Entity resolution: the secret agent of Continuous Controls Monitoring
April 28, 2021
We often talk about what Continuous Controls Monitoring is and why organisations need to get visibility into their security posture. But we rarely talk about how it actually works. There is an open data-science secret to automating security measurement: entity resolution.
Much like MI6 have James Bond, CCM’s secret agent is entity resolution. Clunky metaphor aside, let’s get into entity resolution and its application in CCM.
What is entity resolution?
Entity resolution is the data science process that CCM relies on to be able to take data from all kinds of sources and aggregate it into useful security metrics. At a high level, it works out what information is about the same thing and how many distinct things are represented in all that data.
Here’s a quick rundown of what CCM does: CCM ingests data from various disparate sources in your organisation and uses entity resolution to create a unified, context-rich view. The process cleans, normalises, aggregates, de-duplicates, correlates and unifies data from all these sources.
But what value does this bring?
Entity resolution provides links and enrichment across the ‘entities’ in an organisation – that is to say: people, endpoints, servers, accounts, databases, applications, and more.

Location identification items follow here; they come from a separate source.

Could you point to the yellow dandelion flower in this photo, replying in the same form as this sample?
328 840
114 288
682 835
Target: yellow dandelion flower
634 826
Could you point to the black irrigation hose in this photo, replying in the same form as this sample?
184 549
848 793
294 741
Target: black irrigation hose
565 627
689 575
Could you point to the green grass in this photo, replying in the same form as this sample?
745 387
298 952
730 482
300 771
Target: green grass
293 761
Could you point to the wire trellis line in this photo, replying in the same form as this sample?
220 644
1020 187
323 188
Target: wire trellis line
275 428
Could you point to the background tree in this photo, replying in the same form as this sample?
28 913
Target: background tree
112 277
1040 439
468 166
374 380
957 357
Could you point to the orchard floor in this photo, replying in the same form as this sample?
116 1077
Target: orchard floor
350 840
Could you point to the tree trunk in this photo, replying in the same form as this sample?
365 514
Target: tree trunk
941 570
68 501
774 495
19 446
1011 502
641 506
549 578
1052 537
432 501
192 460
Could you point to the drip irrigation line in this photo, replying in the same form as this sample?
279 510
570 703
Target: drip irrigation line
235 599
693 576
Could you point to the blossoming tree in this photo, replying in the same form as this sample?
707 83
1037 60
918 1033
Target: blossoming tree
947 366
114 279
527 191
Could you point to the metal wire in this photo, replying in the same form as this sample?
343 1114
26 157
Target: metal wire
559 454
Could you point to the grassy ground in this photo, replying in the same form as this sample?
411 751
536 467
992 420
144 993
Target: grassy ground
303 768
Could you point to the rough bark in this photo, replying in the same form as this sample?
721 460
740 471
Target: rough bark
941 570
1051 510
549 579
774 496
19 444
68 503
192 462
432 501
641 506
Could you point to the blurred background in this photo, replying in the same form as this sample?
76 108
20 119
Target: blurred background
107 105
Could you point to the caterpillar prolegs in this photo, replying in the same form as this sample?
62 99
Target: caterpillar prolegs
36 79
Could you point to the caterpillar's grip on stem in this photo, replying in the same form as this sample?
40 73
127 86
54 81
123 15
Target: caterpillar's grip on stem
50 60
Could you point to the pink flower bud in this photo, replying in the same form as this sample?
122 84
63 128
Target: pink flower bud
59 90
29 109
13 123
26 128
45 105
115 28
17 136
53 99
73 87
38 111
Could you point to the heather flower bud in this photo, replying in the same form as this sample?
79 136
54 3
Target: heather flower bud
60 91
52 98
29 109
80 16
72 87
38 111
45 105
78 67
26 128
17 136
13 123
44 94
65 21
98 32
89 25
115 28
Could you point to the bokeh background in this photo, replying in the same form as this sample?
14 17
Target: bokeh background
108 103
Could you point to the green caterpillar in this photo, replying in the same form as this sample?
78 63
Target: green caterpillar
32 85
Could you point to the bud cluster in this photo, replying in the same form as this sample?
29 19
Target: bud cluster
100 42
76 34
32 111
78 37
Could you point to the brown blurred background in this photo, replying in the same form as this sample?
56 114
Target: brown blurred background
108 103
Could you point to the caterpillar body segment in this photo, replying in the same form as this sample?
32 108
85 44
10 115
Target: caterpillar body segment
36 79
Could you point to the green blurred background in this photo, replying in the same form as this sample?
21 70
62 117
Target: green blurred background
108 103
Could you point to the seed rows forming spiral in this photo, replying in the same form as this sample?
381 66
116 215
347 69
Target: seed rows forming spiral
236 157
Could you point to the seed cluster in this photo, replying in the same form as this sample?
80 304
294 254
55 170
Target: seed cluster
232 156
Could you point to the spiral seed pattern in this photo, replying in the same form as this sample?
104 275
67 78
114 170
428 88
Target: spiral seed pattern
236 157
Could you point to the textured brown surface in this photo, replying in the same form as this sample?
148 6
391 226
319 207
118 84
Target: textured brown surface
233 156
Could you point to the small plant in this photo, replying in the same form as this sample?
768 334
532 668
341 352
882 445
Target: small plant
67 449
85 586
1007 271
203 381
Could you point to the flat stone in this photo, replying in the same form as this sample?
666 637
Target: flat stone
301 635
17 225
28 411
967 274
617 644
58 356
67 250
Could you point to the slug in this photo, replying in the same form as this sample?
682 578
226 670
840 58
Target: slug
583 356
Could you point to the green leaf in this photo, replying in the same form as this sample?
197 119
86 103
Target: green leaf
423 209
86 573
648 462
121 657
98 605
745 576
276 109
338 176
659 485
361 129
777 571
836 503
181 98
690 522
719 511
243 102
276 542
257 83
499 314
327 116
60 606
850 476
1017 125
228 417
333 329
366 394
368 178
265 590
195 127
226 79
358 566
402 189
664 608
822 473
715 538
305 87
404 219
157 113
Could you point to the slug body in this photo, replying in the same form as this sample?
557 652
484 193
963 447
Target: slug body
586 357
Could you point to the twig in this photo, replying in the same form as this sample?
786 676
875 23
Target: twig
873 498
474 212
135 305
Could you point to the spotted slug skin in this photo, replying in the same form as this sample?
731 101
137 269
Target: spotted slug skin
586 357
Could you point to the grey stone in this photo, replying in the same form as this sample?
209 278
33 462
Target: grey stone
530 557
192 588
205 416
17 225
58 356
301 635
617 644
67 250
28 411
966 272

It is the ‘secret agent’ that combines all the fragments of data from all your siloed data sources. It gives the ability to understand every asset, the status of all controls relating to that asset, and how those assets relate to each other and the business. This view is fundamental for any analysis about your assets. Without it, it would be challenging to even determine with confidence how many endpoints you have.
This allows automated, real-time security metrics that provide a view of the overall security posture of the organisation.
Entity resolution is not something unique to Panaseer or Continuous Controls Monitoring, though. It is a process that has applications across marketing, finance, investigation and more. However, it is relatively new to apply entity resolution to understanding cybersecurity posture.
In the context of CCM, it takes data from multiple sources across the environment to create the richest possible view of each entity.
An example of entity resolution
To explain the concept to a layperson, we like to use what we call the ‘James Bond’ example (hence the clunky metaphor).
Say we have a number of data sources providing different pieces of information about people. We want to get all the information that we can about one of the people in those records – James Bond. All of the data sources provide records about him, but they refer to him in different ways.
These data sources might include:
- The MI6 HR database
- The registry of international spies
- Goldfinger’s database of enemies
And those sources may refer to him as:
- James Bond
- Bond, James
- firstname.lastname@example.org (his work email)
- +447007007 (his work phone)
Entity resolution is the process that works out that all those data sources are referring to the same person. And the same for every other person in the data sources, not just James. By triangulating across these sources to find relevant data points, entity resolution creates a unique identifier for each person and enriches it with information. This unified view provides more context about James Bond than could be gathered from any single original source.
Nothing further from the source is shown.